Юноша тупо посмотрел на него и не ответил.
– Вы должны стать во фронт, когда с вами говорит офицер.
– Я не встану, – раздался тонкий голос.
Красное лицо офицера сделалось багровым.
– Сержант, что с этим человеком? – спросил он свирепым голосом.
– Я ничего не могу поделать с ним, лейтенант! Думаю, что он помешался.
– Безобразие… неповиновение начальству… Вы арестованы, слышите? – закричал офицер по направлению к койке.
Ответа не было. Дождь отчаянно стучал по крыше.
– Отправьте его на гауптвахту, хотя бы пришлось употребить силу! – выпалил лейтенант; он зашагал к двери. – И составьте немедленно донесение в военно-полевой суд.
Дверь захлопнулась за ним.
– Теперь вам придется поднять его, – сказал сержант караульным.
Фюзелли отошел.
– Бывают же дураки на свете, – сказал он, отойдя в Другой конец барака.
Он остановился перед окном, глядя на широкие полосы дождя.
– Ну же, поднимите его! – приказал сержант.
Парень лежал с закрытыми глазами; его белое как мел лицо было наполовину закрыто одеялом. Он был очень спокоен.
– Ну, хотите вы встать и отправиться на гауптвахту или нам придется отнести вас туда? – крикнул сержант.
Караульные осторожно подхватили Стоктона и заставили его принять сидячее положение.
– Ну, тащите его вон из постели!
Хрупкая фигура, в защитного цвета рубахе и сероватых штанах, продержалась с минуту между обоими караульными, затем вялой грудой упала на пол.
– Послушайте, сержант, у него обморок.
– Черт возьми, действительно! Морисон, позовите-ка сюда санитара из лазарета.
– Он не в обмороке… Парень кончился, – сказал другой человек. – Помогите-ка мне.
Сержант помог снова положить тело на койку.
– Черт бы побрал эту проклятую историю, – сказал он. Глаза у мертвеца открылись. Солдаты накрыли его голову одеялом.
Часть третья
МАШИНЫ
I
Поля и затянутые дымкой сине-зеленые леса медленно скользили мимо, в то время как товарный вагон, стуча и погромыхивая, катился по рельсам.
Поезд то останавливался на целые часы среди лугов, где царила тишина и где беспорядочный шум солдатских голосов не мог покрыть пения лугового жаворонка, то снова, часто постукивая, мчался через мосты или вдоль зеленых, как нефрит, берегов реки, на которых только что начинали распускаться стройные тополя; иногда из воды выскакивала рыба. Люди толпились в дверях вагонов, грязные и утомленные, опираясь друг на друга, и смотрели на плывшие мимо пашни и луга, где пестрела лютиками золотисто-зеленая трава, и на беспорядочно скученные красные крыши деревень, потонувших в бледной зелени распускающихся деревьев и в волнах персикового цвета. Сквозь смешанные запахи пара, угольного дыма и немытых солдатских тел пробивались ароматы влажных полей: навоза со свежезасеянных полос, коров и пастбищ, только что начавших цвести.

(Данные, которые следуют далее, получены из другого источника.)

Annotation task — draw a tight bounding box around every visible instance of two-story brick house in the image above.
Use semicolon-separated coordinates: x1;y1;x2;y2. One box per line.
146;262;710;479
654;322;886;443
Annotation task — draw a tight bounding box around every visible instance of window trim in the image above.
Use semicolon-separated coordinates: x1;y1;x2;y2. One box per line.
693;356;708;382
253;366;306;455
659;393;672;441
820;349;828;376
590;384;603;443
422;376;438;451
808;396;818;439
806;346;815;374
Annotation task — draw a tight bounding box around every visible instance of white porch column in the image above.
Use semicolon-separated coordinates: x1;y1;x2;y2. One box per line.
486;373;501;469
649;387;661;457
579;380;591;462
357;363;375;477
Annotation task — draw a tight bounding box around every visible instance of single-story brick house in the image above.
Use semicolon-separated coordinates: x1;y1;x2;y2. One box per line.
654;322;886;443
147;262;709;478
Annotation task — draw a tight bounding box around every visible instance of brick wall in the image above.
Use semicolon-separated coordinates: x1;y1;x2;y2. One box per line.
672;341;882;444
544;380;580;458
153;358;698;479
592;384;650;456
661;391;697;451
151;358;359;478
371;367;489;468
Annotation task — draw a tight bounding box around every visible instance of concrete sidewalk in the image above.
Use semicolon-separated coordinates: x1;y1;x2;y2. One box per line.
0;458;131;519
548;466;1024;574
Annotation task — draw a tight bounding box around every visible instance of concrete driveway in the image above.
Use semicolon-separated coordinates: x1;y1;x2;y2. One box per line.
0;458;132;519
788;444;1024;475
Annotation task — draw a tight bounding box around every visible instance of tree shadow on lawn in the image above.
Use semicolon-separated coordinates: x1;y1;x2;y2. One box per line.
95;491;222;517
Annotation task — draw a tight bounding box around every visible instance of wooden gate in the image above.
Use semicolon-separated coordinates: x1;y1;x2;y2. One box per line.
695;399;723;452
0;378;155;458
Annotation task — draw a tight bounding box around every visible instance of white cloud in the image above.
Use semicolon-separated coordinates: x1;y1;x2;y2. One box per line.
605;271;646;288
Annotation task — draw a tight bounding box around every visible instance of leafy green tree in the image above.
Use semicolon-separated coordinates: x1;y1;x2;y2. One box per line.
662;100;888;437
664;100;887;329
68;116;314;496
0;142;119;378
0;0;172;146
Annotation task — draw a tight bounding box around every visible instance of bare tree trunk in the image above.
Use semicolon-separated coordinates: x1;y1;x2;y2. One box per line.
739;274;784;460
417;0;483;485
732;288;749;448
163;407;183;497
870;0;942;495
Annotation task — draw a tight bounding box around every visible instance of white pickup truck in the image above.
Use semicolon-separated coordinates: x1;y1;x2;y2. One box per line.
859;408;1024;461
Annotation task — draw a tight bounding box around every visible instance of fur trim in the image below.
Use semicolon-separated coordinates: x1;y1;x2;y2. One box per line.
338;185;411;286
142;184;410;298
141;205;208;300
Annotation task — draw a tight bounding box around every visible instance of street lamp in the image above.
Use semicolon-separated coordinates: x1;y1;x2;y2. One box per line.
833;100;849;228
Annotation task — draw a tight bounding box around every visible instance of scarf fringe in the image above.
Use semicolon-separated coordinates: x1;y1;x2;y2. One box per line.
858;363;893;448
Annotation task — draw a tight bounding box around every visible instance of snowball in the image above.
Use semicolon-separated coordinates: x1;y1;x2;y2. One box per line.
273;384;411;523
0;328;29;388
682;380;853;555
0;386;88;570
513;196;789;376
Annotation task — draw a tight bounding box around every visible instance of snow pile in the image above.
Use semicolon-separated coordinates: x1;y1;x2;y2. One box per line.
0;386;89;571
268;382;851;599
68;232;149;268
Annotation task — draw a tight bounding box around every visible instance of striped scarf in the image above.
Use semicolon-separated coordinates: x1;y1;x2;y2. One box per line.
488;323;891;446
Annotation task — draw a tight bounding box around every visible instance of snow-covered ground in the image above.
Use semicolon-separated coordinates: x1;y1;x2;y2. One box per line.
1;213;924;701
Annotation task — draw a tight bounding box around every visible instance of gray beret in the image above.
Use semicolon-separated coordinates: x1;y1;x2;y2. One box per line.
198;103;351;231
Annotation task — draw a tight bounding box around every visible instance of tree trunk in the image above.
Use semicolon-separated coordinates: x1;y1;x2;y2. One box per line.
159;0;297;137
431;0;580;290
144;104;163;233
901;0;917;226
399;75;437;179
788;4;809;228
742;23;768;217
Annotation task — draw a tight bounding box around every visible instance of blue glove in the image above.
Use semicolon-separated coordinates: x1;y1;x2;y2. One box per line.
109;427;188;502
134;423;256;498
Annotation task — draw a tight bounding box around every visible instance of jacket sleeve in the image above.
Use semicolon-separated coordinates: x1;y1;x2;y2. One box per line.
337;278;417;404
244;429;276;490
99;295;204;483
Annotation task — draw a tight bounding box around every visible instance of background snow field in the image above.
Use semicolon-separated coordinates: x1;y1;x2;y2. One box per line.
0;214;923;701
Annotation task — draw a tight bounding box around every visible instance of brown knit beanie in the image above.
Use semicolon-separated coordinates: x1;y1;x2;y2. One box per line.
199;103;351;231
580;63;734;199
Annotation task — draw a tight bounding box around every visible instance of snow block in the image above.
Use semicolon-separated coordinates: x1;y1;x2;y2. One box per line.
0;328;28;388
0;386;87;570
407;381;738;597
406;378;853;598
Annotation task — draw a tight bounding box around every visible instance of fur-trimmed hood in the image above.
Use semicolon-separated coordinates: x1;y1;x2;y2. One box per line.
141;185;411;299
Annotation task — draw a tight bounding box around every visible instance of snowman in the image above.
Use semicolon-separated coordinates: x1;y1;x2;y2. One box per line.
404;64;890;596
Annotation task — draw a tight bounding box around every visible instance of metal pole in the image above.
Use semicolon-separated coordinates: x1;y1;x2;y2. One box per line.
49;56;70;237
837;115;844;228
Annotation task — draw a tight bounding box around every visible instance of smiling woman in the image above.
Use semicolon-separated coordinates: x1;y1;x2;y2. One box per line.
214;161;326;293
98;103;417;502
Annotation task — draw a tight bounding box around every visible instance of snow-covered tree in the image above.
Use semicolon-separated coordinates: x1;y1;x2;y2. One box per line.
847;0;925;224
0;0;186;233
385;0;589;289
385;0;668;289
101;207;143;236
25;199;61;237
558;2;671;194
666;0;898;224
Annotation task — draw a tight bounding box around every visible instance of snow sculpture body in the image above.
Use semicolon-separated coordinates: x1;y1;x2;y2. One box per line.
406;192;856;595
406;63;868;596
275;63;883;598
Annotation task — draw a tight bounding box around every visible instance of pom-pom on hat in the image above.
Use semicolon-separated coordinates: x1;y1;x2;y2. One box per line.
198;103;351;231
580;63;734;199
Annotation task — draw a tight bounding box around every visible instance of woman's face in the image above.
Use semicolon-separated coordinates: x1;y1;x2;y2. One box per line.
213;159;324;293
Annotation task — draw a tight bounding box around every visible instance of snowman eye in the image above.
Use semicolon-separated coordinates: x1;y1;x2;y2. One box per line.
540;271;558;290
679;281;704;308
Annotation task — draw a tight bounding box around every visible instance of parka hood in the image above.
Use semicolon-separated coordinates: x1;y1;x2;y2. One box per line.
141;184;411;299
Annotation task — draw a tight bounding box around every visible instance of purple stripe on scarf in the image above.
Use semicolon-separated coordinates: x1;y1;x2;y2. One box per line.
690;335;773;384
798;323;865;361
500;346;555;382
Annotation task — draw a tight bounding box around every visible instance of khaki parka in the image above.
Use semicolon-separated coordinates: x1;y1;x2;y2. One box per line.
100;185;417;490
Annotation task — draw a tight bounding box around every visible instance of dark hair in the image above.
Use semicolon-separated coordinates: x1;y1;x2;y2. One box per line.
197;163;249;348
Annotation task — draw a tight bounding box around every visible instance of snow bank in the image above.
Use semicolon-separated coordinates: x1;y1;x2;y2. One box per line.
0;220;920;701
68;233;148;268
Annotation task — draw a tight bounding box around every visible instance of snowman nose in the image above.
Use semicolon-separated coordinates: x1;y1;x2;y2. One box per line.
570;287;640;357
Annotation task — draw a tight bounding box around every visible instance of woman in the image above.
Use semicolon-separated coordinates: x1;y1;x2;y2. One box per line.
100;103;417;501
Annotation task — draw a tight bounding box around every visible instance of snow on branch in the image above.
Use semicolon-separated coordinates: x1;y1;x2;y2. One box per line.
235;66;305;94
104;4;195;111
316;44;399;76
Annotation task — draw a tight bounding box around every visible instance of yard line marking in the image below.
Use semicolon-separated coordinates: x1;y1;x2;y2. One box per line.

– Славные места… Не то, что проклятый Полиньяк, а, Энди? – сказал Крисфилд.
– Ну, они так здорово манежили нас там на учении, что трава не успевала вырасти.
– Правильно, черт побери, где уж тут было успеть.
– Хотел бы я пожить чуточку в этих краях, – сказал Крисфилд.
– Давай попросим, чтобы они высадили нас тут.
– Не может быть, чтобы фронт был такой, – сказал Джедкинс, просовывая голову между головами Эндрюса и Крисфилда, так что щетина его небритого подбородка потерлась о щеку Крисфилда. Это была большая четырехугольная голова, с низко остриженными светлыми волосами и фарфоровыми голубыми глазами. На красном, обожженном солнцем лице веки казались белыми, а квадратный подбородок серым – от отрастающей бороды.
– Послушай, Эндрюс, сколько к черту времени мы уже трясемся в этом проклятом поезде? Я уже со счету сбился…
– Что с тобой, Крис? Старость, что ли, одолела? – спросил, смеясь, Джедкинс.
– Мы в поезде четыре дня и пять ночей, а теперь у нас остался еще паек на полдня: должно быть, скоро куда-нибудь приедем, – сказал Эндрюс.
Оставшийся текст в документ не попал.